De partijen bij de CAO hebben deze mogelijkheid voorzien. Immers, op de bijlagen is de opmerking opgenomen dat onder voorwaarden een eigen bedrijfsspecifiek loongebouw gehanteerd mag worden in plaats van de in de CAO opgenomen functiematrix en salarisschalen. Daarbij is een voorwaarde gesteld voor de opleiding en expertise van de personeelsvertegenwoordiging/ Ondernemingsraad (OR) met wie de eigen regeling is overeengekomen. Monuta stelt dat haar OR aan die kwaliteitseisen voldoet. [eiser] heeft daar ongemotiveerde vraagtekens bij gesteld, maar daarmee is haar verweer op dit onderdeel onvoldoende onderbouwd.

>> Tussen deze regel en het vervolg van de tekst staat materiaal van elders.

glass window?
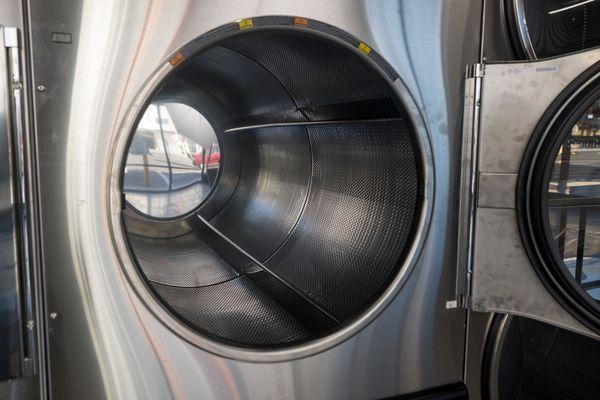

stelt dat Monuta ondanks de afwezigheid van A-schalen in het eigen loongebouw toch gehouden is haar de vergoeding te betalen, nu haar salaris weliswaar hoger is dan het salaris in de schaal 3A van de CAO, maar minder hoog dan het salaris in de schaal 3B van de CAO. Dit standpunt kan niet worden gevolgd. De mogelijkheid om onder voorwaarden een eigen bedrijfsspecifiek loongebouw te (blijven) hanteren is voorzien in de CAO, in de in de bijlage genoemde situaties, waarbij kwaliteitseisen worden gesteld aan de personeelsvertegenwoordiging/OR. Hoewel niet expliciet in de CAO verwoord, kan het niet anders dan dat het de bedoeling van de CAO-partijen is geweest dat daarmee wordt geborgd dat bij het tot stand komen van het eigen loongebouw ook de gevolgen daarvan voor de overige CAO-bepalingen, door de OR kunnen worden onderkend en een rol kunnen spelen in de onderhandelingen met de werkgever over het geheel van het loongebouw. Tot die gevolgen behoort het niet van toepassing zijn van de A- (en B-) schalen en daarmee het niet van toepassing zijn van de vergoeding voor beschikbaarheidsdiensten. Dat ondanks de afwezigheid van A-schalen het rechtsgevolg van het wel toepassen van de vergoeding voor beschikbaarheidsdienst zou zijn gewenst door de CAO-partijen is niet aannemelijk, alleen al vanwege de onduidelijkheid over de vraag voor welke salarisschaal/trede deze vergoeding dan zou moeten gelden.
In de memo is te lezen “
(…) CAO Uitvaartzorg Artikel 9 Arbeidstijd (samengevat)Lid:(…)4a Vergoeding beschikbaarheidsdienst € 1,89 bruto per uur (niveau 01-04-2013), telt niet mee voor vakantiegeld, pensioen en andere grondslagen.) Monuta werkt niet met A- en B- schalen; beschikbaarheid wordt betaald op basis van de vergoeding conform CAO.4b Vergoeding beschikbaarheidsdienst wordt ook uitgekeerd als arbeid wordt verricht tijdens beschikbaarheidsdienst.(…)”.
Uit de tekst van de memo blijkt, dat het een uitleg bedoelt te zijn van bepalingen uit de op dat moment, in 2013, geldende CAO Uitvaartzorg. Deze CAO is door partijen niet in het geding gebracht.
Uit deze memo over de in 2013 geldende bepalingen kan echter niet worden afgeleid dat Monuta er voor heeft gekozen om (ook) in 2016 een beschikbaarheidsvergoeding aan medewerkers als [eiser] te betalen. Voor zover Monuta dat gedaan heeft voor de uren tussen 17.00 en 22.00 uur op werkdagen en in de weekenden, kan daaruit evenmin worden geconcludeerd dat voor Monuta voor andere uren een plicht daartoe bestond.